Impact of ERBB2 mutations on in vitro sensitivity of bladder cancer to lapatinib

Abstract

Lapatinib, a dual tyrosine kinase inhibitor of ErbB1 and ErbB2, shows a clinical benefit in a subset of patients with advanced urothelial bladder cancer (UBC). We hypothesized that the corresponding gene, ERBB2, is affected by mutations in a subset of UBC and that these mutations impact ErbB2 function, signaling, UBC proliferation, gene expression, and predict response to lapatinib. We found ERBB2 mutations in 5 of 33 UBC cell lines (15%), all of which were derived from invasive or high grade tumors. Phosphorylation and activation of ErbB2 and its downstream pathways were markedly enhanced in mutated cell lines compared with the ERBB2 wild-type. In addition, the gene expression profile was distinct, specifically for genes encoding for proteins of the extracellular matrix. RT112 cells infected with ERBB2 mutants showed a particular growth pattern ("mini-foci"). Upon treatment with lapatinib, 93% of these "mini-foci" were reversed. The sensitivity to lapatinib was greatest among cell lines with ERBB2 mutations. In conclusion, ERBB2 mutations occur in a subset of UBC and impact proliferation, signaling, gene expression and predict a greater response to lapatinib. If confirmed in the clinical setting, this may lead the way toward personalized treatment of a subset of UBC.

Keywords: ERBB2; bladder cancer; epidermal growth factor; lapatinib; personalized medicine.

Figure 1. Knockdown of ERBB2 in five cell lines with and in four cell lines without ERBB2 mutations. Five days after infection with shRNA, cells were fixed and stained by crystal violet (A). (B) Normalized (sh-Ctrl) relative quantification of cells. (C) Western blot for ErbB2 and β-tubulin. Data show the essential role of ErbB2 in some cell lines.

Figure 2. (A) Activation/phosphorylation of ErbB2 according to mutational status. Western blot for the protein phosphorylation in RT112 cells infected with a vector, wild-type or mutant ERBB2. (B) Activation/phosphorylation of ErbB2 according to mutational status. Formation of “mini-foci” of infected RT112 cells: 1, vector; 2, ERBB2-wild type; 3, ERBB2-L15F; 4, R143Q; 5, D277H; 6, S310F; 7, S653C; 8, R678Q; 9, D277+S310F. Arrows point to “mini-foci”.

Figure 3. (A) Effects of 0.75uM lapatinib on “mini-foci” formation (arrows). (B) Effects of AZD6244, lapatinib and afatinib on the density of “mini-foci”.

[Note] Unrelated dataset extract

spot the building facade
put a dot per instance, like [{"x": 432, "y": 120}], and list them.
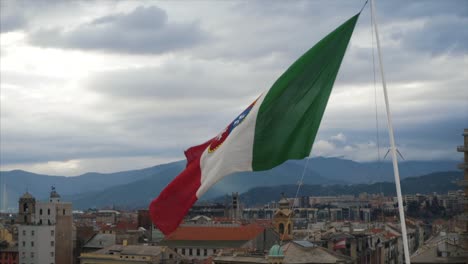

Figure 4. Gene expression by ERBB2 mutational status. (A) Array tree for the gene hierarchical clustering of the gene altered in RT112 cells with either vector, wild type (WT), or mutant ERBB2 (S310F, S653C). (B, C, D, and F) Association of the clusters with the gene expression. The most significant changes were observed in extracellular proteins, with the Gene Oncology (GO) terms “extracellular region” or “extracellular space” (group I). They were further clustered into extracellular matrix (group II; GO terms “extracellular matrix”, “proteinaceous extracellular matrix”, and “basement membrane”), cell adhesion (group III; GO terms “cell adhesion”, biological adhesion”, and “cell–cell adhesion”), secreted active molecules (group IV; GO terms “growth factor activity”, “cytokine activity”, and “hormone activity”) and enzyme inhibitors (group V; GO terms “enzyme inhibitor activity”, “peptidase inhibitor activity”, “endopeptidase inhibitor activity”, and “serine-type endopeptidase inhibitor activity”). The transport, secretion and localization of extracellular proteins is supported by regulators of protein secretion (group VI; GO terms “regulation of protein transport”, “regulation of protein secretion”, “regulation of establishment of protein localization”, “regulation of protein localization”, “regulation of cellular localization”, and “regulation of secretion.” Another two gene clusters among the most altered ones were related to epithelial differentiation (C) When the differentially expressed genes between mutants and wild-type were analyzed, the cluster was more significantly altered (D). (E and G) Heat map of gene expression levels from RNA sequencing. TF, transcription factor; SF, signaling factor.

Figure 5. Response to lapatinib by ERBB2 mutational status. (A) Cluster according to the sensitivity to lapatinib (upper panel) and IC₅₀ for the cell lines as well as the relative expression levels of EGFR and ErbB2 (lower panel). The gray IC₅₀ bars refer to cell lines with ERBB2 mutation. DSH1 containing three ERBB2 mutations was found to be the most sensitive cell line among all (group IIIB). (B and C) Correlation slope and contingency table of the numbers of ERBB2 mutations and the sensitivity of cell lines to lapatinib, showing that the sensitivity was significantly increased in cell lines with ERBB2 mutations.